How to Deal – For the micromanager, trust is usually the issue. Your best bet is to work hard to win their trust. Always come in on time, never miss a deadline and always keep them copied on emails and in the loop about whatever it is you’re doing. That way, they never have to worry about you and over time, they’ll come to see that you’re a capable employee.
2. The Poor Communicator – Unlike the Micromanager, this boss is notorious for providing little to no direction. They just want you to get it done and get it done fast. Unfortunately, they don’t take the time to explain to you what they want. This can be extremely frustrating for employees who want to do a great job.
How to Deal – The best way to cope with a boss that is a poor communicator is to ask lots of questions up front. Don’t make any assumptions about what they want, just make a list of questions that need to be addressed and let them know that you need to know what their expectations are in order for you to meet them.
3. The Bully – If your boss is a bully, it’s their way or the highway. They often use a threatening tone and intimidation techniques in order to get their way and don’t mind belittling you in front of other employees.
How to Deal – Stand up for yourself, make your voice heard and put your foot down when necessary. Bosses who are bullies will usually respect you if you lay down the law because you’re speaking their language. Make your arguments in a respectful way and most will listen when you present yourself as a voice of reason.
4. The Saboteur – This kind of boss undermines the efforts of others and likes to play the blame game. If something goes wrong, it’s everyone else’s fault, but when something goes right, they are more than happy to take the credit for it.
How to Deal – Don’t be afraid to make your contributions known to others, including your peers and senior level executives. Also, try to get things in writing from your boss so that you have a trail of evidence to present should they attempt to blame a mistake on you when you weren’t at fault.

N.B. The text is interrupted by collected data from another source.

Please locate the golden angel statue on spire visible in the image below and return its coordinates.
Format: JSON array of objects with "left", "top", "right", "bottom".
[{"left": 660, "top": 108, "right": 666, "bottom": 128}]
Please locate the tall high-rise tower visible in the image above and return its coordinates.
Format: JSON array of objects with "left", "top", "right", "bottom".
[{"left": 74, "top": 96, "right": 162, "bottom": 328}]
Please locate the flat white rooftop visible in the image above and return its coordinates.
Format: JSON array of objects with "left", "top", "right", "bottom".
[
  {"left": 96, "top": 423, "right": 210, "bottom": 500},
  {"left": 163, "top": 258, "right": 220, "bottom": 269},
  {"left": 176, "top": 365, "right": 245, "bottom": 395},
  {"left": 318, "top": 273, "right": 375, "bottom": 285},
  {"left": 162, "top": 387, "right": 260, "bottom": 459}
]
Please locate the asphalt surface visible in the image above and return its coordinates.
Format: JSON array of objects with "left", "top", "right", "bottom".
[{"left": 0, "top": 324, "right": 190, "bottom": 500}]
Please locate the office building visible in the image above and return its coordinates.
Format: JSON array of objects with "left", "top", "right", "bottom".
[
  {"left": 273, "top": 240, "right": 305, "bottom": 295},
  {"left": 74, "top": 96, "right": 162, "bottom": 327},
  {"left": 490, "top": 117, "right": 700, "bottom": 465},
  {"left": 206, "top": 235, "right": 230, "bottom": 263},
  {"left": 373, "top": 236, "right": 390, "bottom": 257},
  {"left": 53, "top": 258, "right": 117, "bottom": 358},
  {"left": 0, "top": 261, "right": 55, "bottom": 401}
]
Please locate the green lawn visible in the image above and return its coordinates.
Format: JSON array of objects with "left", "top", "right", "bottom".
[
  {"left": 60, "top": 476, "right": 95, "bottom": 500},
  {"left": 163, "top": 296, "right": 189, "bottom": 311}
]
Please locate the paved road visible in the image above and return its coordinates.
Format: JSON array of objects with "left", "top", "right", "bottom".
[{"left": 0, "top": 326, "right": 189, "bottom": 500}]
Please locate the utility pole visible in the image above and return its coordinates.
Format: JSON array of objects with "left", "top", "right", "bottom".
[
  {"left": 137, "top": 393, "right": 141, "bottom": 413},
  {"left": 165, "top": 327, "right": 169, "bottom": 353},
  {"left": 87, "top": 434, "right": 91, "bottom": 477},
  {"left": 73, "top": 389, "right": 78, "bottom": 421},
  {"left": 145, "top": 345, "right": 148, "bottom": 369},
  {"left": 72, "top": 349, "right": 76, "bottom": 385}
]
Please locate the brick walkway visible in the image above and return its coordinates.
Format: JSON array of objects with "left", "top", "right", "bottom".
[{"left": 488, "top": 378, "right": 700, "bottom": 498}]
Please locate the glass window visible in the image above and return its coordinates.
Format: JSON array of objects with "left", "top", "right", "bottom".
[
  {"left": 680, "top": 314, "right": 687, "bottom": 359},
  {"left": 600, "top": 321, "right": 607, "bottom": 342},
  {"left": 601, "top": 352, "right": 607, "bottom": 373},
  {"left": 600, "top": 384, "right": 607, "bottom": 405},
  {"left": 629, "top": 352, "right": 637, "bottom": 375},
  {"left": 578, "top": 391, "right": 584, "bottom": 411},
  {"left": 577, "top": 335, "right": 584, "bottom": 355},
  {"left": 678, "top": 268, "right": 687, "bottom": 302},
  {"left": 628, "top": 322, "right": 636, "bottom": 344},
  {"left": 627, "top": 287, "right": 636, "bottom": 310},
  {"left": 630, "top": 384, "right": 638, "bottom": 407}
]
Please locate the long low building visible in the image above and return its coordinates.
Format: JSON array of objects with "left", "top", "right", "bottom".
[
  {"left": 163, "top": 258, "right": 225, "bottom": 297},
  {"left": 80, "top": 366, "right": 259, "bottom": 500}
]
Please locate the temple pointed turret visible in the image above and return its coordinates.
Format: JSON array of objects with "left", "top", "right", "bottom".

5. The Mixed Bag – This type of boss is unpredictable. They sing your praises one day and demote you the next. They can be your best ally or your worst enemy depending on the day of the week. They’re also known for having terrible mood swings.
How to Deal – Develop a thick skin. Try not to take this boss’ attitude personally; most likely, they treat everyone the same way. When they are having a bad day, steer clear of them if possible and limit your communications to urgent matters only.

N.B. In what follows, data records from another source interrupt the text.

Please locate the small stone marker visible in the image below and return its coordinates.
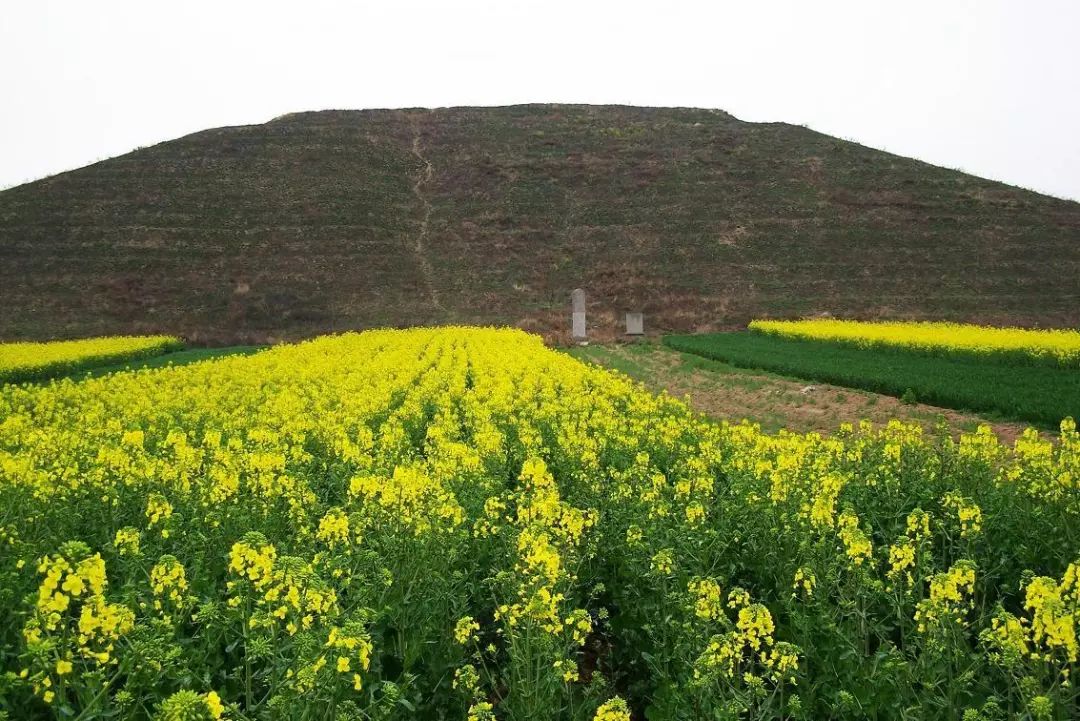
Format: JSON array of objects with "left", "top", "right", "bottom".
[
  {"left": 571, "top": 288, "right": 587, "bottom": 342},
  {"left": 625, "top": 312, "right": 644, "bottom": 336},
  {"left": 572, "top": 288, "right": 586, "bottom": 313}
]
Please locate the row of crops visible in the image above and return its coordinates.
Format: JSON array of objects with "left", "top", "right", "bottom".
[
  {"left": 749, "top": 319, "right": 1080, "bottom": 369},
  {"left": 1, "top": 327, "right": 1078, "bottom": 720},
  {"left": 0, "top": 336, "right": 183, "bottom": 384},
  {"left": 667, "top": 321, "right": 1080, "bottom": 427}
]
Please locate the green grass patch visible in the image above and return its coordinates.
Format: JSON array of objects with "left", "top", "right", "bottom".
[
  {"left": 70, "top": 346, "right": 265, "bottom": 381},
  {"left": 665, "top": 332, "right": 1079, "bottom": 428},
  {"left": 10, "top": 346, "right": 267, "bottom": 386},
  {"left": 566, "top": 345, "right": 647, "bottom": 380}
]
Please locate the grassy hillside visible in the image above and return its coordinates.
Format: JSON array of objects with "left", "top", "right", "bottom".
[{"left": 2, "top": 105, "right": 1079, "bottom": 343}]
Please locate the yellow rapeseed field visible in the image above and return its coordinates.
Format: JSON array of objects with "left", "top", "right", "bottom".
[
  {"left": 0, "top": 327, "right": 1078, "bottom": 720},
  {"left": 749, "top": 318, "right": 1080, "bottom": 367},
  {"left": 0, "top": 335, "right": 182, "bottom": 384}
]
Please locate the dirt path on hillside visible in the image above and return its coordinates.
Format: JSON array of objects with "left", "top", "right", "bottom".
[
  {"left": 573, "top": 343, "right": 1031, "bottom": 442},
  {"left": 408, "top": 114, "right": 443, "bottom": 312}
]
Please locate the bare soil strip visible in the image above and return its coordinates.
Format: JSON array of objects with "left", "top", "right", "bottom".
[
  {"left": 408, "top": 114, "right": 443, "bottom": 311},
  {"left": 571, "top": 342, "right": 1029, "bottom": 442}
]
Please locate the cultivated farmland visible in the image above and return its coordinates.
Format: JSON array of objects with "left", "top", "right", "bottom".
[
  {"left": 749, "top": 319, "right": 1080, "bottom": 369},
  {"left": 2, "top": 328, "right": 1078, "bottom": 720},
  {"left": 665, "top": 330, "right": 1080, "bottom": 427},
  {"left": 0, "top": 336, "right": 182, "bottom": 385}
]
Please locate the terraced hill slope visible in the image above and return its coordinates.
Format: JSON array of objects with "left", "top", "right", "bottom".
[{"left": 2, "top": 105, "right": 1078, "bottom": 343}]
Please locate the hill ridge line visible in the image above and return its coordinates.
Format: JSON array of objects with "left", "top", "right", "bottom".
[{"left": 1, "top": 104, "right": 1078, "bottom": 343}]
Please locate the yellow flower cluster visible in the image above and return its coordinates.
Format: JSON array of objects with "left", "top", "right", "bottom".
[
  {"left": 146, "top": 493, "right": 174, "bottom": 537},
  {"left": 258, "top": 558, "right": 336, "bottom": 635},
  {"left": 689, "top": 577, "right": 725, "bottom": 621},
  {"left": 225, "top": 532, "right": 336, "bottom": 634},
  {"left": 467, "top": 701, "right": 496, "bottom": 721},
  {"left": 454, "top": 663, "right": 481, "bottom": 693},
  {"left": 915, "top": 560, "right": 977, "bottom": 634},
  {"left": 886, "top": 539, "right": 916, "bottom": 588},
  {"left": 35, "top": 549, "right": 107, "bottom": 615},
  {"left": 837, "top": 509, "right": 873, "bottom": 567},
  {"left": 692, "top": 587, "right": 800, "bottom": 688},
  {"left": 1000, "top": 420, "right": 1080, "bottom": 500},
  {"left": 1027, "top": 568, "right": 1080, "bottom": 662},
  {"left": 594, "top": 696, "right": 632, "bottom": 721},
  {"left": 22, "top": 543, "right": 134, "bottom": 702},
  {"left": 315, "top": 507, "right": 352, "bottom": 549},
  {"left": 150, "top": 554, "right": 191, "bottom": 615},
  {"left": 286, "top": 624, "right": 373, "bottom": 693},
  {"left": 984, "top": 560, "right": 1080, "bottom": 668},
  {"left": 326, "top": 624, "right": 374, "bottom": 691},
  {"left": 349, "top": 465, "right": 464, "bottom": 535},
  {"left": 112, "top": 526, "right": 141, "bottom": 556},
  {"left": 650, "top": 548, "right": 675, "bottom": 576},
  {"left": 454, "top": 615, "right": 480, "bottom": 645},
  {"left": 493, "top": 457, "right": 594, "bottom": 640},
  {"left": 749, "top": 318, "right": 1080, "bottom": 367},
  {"left": 792, "top": 567, "right": 816, "bottom": 598},
  {"left": 227, "top": 533, "right": 277, "bottom": 590},
  {"left": 942, "top": 493, "right": 983, "bottom": 537},
  {"left": 886, "top": 508, "right": 934, "bottom": 591},
  {"left": 905, "top": 508, "right": 932, "bottom": 540}
]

Like most things in life, you can’t control someone else’s actions; you can only control your responses to them.
Oftentimes, your boss is acting out because of problems and insecurities that they may be experiencing. Maybe their supervisor is putting pressure on them to meet their goals. Maybe they have an unhappy home life. You never really know what other people are going through. Although we all have our problems and may manage not to take them out on other people, try to have a little compassion for those that do.
When all else fails, you can always be straight up with your boss, politely let them know what’s bothering you and let the chips fall where they may. You’ll often find that their reaction isn’t that bad and they just may make an effort to change for the better.